Comparative genomic analyses have revealed fascinating evolutionary patterns of monofunctional biosynthetic peptidoglycan transglycosylase (mtgA) across Erwinia subspecies, providing insights into adaptation and specialization:

Phylogenetic Distribution:

• Core mtgA gene is present in all sequenced Erwinia species but shows variable conservation patterns

• Average nucleotide identity of mtgA sequences ranges from 82-97% across subspecies

• Phylogenetic trees based on mtgA sequences generally correspond to species trees, suggesting vertical inheritance with limited horizontal gene transfer

Sequence Evolution:

• Catalytic domain shows highest conservation (>90% identity)

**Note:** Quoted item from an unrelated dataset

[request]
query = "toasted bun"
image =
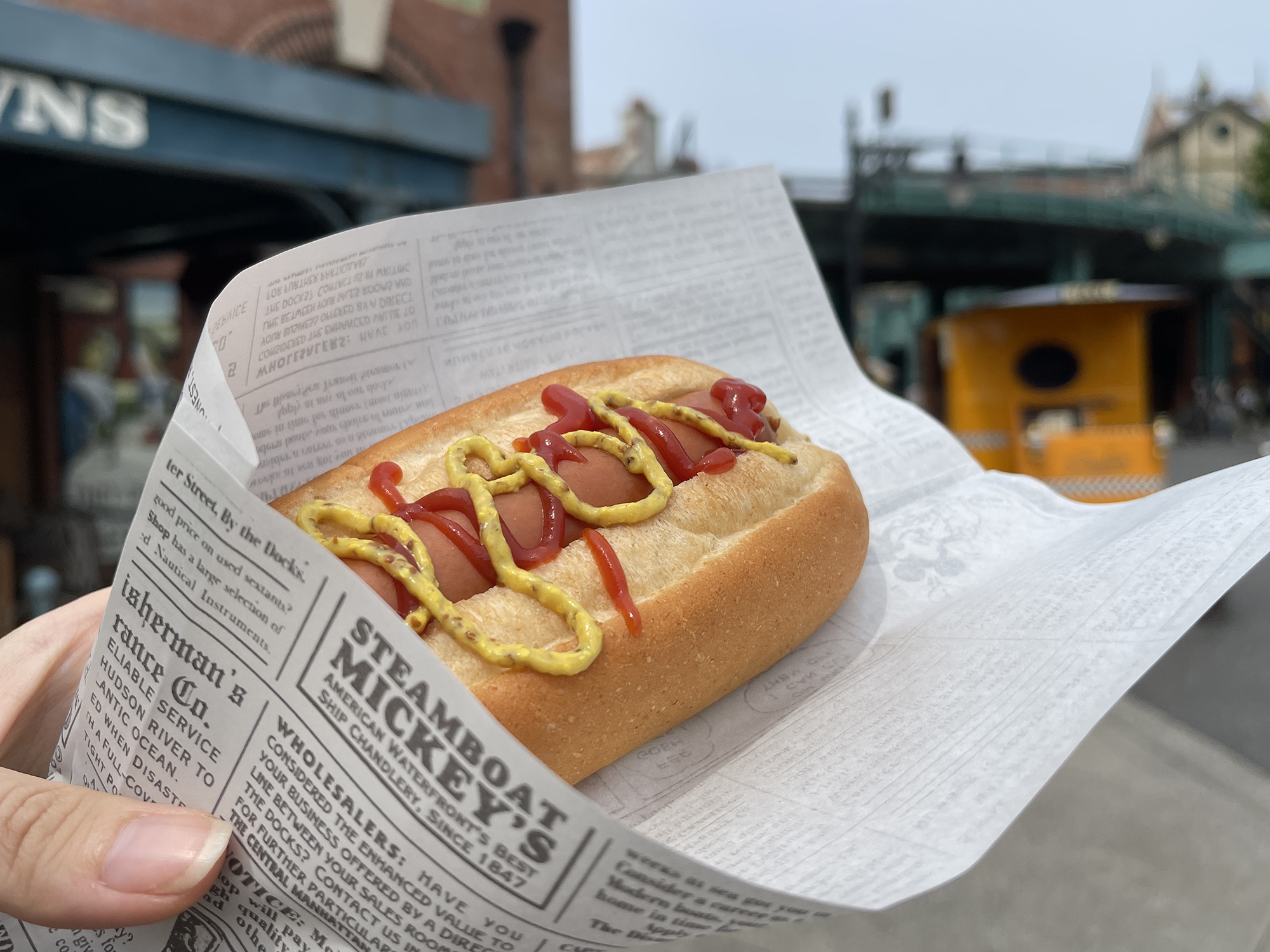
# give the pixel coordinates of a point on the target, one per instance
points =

• Membrane-interaction domains exhibit accelerated evolution

• Positive selection detected at 12-15 codons, primarily in substrate recognition regions

• dN/dS ratios vary significantly between plant pathogenic (0.08-0.12) and non-pathogenic Erwinia (0.03-0.06)

Structural Variations:

• Alternative start codons create N-terminal variation in ~15% of analyzed strains

• Subspecies-specific insertions/deletions affecting non-catalytic regions

• Evidence for domain shuffling with other peptidoglycan-modifying enzymes

The following table summarizes key evolutionary features across major Erwinia groups:

Methodologically, these analyses employ a combination of whole genome sequencing, gene synteny analysis, selective pressure calculation, and structural prediction. Recent research has incorporated ancestral sequence reconstruction to infer the evolutionary trajectory of mtgA and identify key mutations that potentially contributed to host range expansion or virulence adaptation.

The evolutionary insights derived from these analyses have practical applications in understanding host-pathogen coevolution and predicting potential host jumps or emergence of new pathogenic variants.